The curious thing for me as a software engineer is this… Google developed a slick API for Gmail before the Google App Engine ever existed so why would the Google Engineers not think all we developers might have to do is code a nice REST Web Service running on some low-cost PHP Server (and there are tons of them out there including those that are far less costly than what one might ever want to pay to Google just to send emails)… and yet here we are with Google wanting to realize some revenue from the Google App Engine being thwarted by their own Free EMail Service through another provider.  What I say is this… “Why not just lift the silly emails per day limit and be done with it… ?!?”  The level of effort is not so much that one might be tempted to skip the issue and just let Google collect money for what is otherwise a FREE Service anyway.  On the other hand, if all I had was some kind of XMPP Server running at home on a laptop I could get this email thingy done for the cost of my in-home High-Speed Broadband; GAE allows 46 million XMPP sends with 1046 GB of transfer for outgoing XMPP activitiy – if all I had was a laptop-based XMPP Server running I could shunt 46 million emails per day with each email being allowed a heafty 24 KB of text – well within the limits of what would be needed to service 46 million notifications via email for my Free Starbucks Android App.  Darn, now I have to go spend some time on this to see what doing this might require… seems too enticing a thing to do than not since I already have a couple laptops running all day every day in my home – one of which is a file replication work-horse and the other I use for other things like development and the like.

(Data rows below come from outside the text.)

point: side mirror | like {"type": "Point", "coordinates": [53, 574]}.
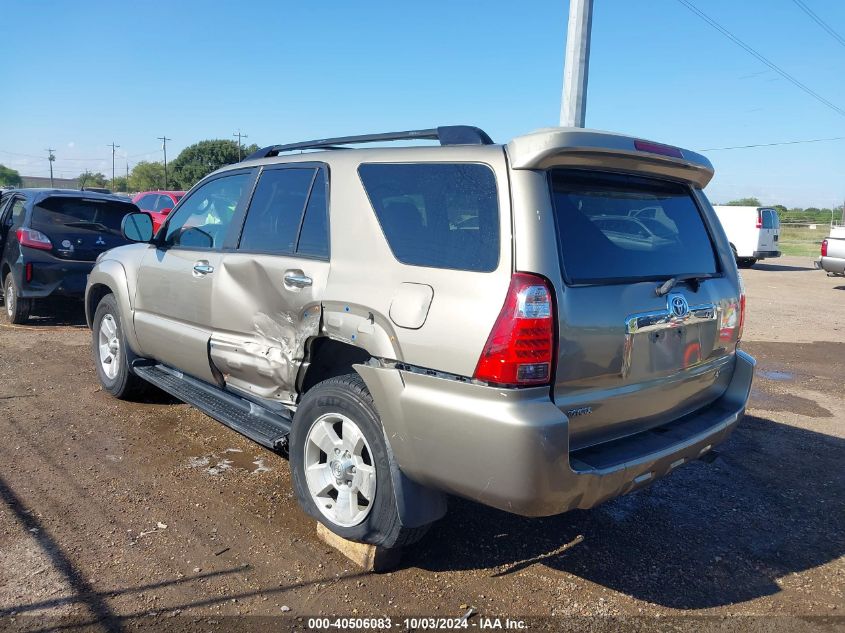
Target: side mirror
{"type": "Point", "coordinates": [137, 227]}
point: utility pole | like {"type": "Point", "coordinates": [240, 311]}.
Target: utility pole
{"type": "Point", "coordinates": [240, 136]}
{"type": "Point", "coordinates": [51, 157]}
{"type": "Point", "coordinates": [164, 140]}
{"type": "Point", "coordinates": [113, 148]}
{"type": "Point", "coordinates": [573, 107]}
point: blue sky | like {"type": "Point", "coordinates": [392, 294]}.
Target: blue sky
{"type": "Point", "coordinates": [80, 75]}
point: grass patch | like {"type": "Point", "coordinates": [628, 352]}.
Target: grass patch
{"type": "Point", "coordinates": [802, 241]}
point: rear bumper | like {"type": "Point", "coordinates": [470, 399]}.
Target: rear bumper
{"type": "Point", "coordinates": [54, 278]}
{"type": "Point", "coordinates": [510, 448]}
{"type": "Point", "coordinates": [831, 264]}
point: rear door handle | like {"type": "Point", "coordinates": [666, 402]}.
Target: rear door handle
{"type": "Point", "coordinates": [297, 280]}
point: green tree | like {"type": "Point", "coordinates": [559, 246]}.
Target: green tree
{"type": "Point", "coordinates": [91, 179]}
{"type": "Point", "coordinates": [200, 159]}
{"type": "Point", "coordinates": [9, 177]}
{"type": "Point", "coordinates": [146, 176]}
{"type": "Point", "coordinates": [745, 202]}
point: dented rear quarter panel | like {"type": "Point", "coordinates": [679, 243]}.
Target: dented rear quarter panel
{"type": "Point", "coordinates": [366, 279]}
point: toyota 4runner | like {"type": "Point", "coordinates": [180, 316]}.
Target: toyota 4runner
{"type": "Point", "coordinates": [498, 322]}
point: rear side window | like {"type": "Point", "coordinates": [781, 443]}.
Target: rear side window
{"type": "Point", "coordinates": [314, 237]}
{"type": "Point", "coordinates": [770, 219]}
{"type": "Point", "coordinates": [440, 215]}
{"type": "Point", "coordinates": [275, 222]}
{"type": "Point", "coordinates": [18, 211]}
{"type": "Point", "coordinates": [147, 203]}
{"type": "Point", "coordinates": [80, 214]}
{"type": "Point", "coordinates": [615, 228]}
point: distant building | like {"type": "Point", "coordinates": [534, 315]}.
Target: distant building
{"type": "Point", "coordinates": [58, 183]}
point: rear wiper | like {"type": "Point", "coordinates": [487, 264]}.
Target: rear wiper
{"type": "Point", "coordinates": [670, 283]}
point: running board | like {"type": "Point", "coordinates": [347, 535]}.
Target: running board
{"type": "Point", "coordinates": [247, 418]}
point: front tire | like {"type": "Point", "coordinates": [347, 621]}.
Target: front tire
{"type": "Point", "coordinates": [17, 308]}
{"type": "Point", "coordinates": [340, 464]}
{"type": "Point", "coordinates": [111, 354]}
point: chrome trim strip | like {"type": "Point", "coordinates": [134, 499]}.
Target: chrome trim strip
{"type": "Point", "coordinates": [662, 320]}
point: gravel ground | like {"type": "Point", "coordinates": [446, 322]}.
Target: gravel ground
{"type": "Point", "coordinates": [152, 515]}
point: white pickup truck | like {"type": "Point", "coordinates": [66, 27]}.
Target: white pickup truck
{"type": "Point", "coordinates": [833, 252]}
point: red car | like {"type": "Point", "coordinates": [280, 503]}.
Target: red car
{"type": "Point", "coordinates": [158, 204]}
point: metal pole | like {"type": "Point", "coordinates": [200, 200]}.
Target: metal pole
{"type": "Point", "coordinates": [50, 158]}
{"type": "Point", "coordinates": [573, 107]}
{"type": "Point", "coordinates": [240, 136]}
{"type": "Point", "coordinates": [164, 140]}
{"type": "Point", "coordinates": [113, 148]}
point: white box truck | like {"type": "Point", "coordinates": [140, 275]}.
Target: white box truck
{"type": "Point", "coordinates": [753, 232]}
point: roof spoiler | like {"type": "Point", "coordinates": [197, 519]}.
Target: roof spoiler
{"type": "Point", "coordinates": [578, 147]}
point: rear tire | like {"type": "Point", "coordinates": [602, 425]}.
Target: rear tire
{"type": "Point", "coordinates": [111, 354]}
{"type": "Point", "coordinates": [17, 308]}
{"type": "Point", "coordinates": [340, 465]}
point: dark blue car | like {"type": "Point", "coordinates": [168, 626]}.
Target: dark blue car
{"type": "Point", "coordinates": [49, 240]}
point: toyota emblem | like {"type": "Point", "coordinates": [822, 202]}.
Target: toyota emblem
{"type": "Point", "coordinates": [678, 306]}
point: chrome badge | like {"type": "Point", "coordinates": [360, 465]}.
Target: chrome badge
{"type": "Point", "coordinates": [677, 305]}
{"type": "Point", "coordinates": [574, 413]}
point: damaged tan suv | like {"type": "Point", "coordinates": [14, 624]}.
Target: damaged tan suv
{"type": "Point", "coordinates": [537, 326]}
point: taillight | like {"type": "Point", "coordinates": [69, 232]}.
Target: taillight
{"type": "Point", "coordinates": [520, 349]}
{"type": "Point", "coordinates": [741, 317]}
{"type": "Point", "coordinates": [33, 239]}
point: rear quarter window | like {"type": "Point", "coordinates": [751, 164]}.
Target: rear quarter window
{"type": "Point", "coordinates": [439, 215]}
{"type": "Point", "coordinates": [616, 228]}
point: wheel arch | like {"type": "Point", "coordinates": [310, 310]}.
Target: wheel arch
{"type": "Point", "coordinates": [109, 277]}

What’s next for me is making sure I can handle tons of Data via the Google App Engine without having to pay any money to Google since I pretty much have that Email Limit lifted.

BTW – In case you wondered about the PHP REST Web Service thingy – one can find a suitable script almost anywhere, I did, but then I hacked that script to deal with POST Requests because POST and REST just makes more sense.

For some reason, Amazon EC2 is just not any fun to hack this way because Amazon won’t even let me play with their Cloud unless I have given them my credit card number but Google seems more than willing to let me play for Free.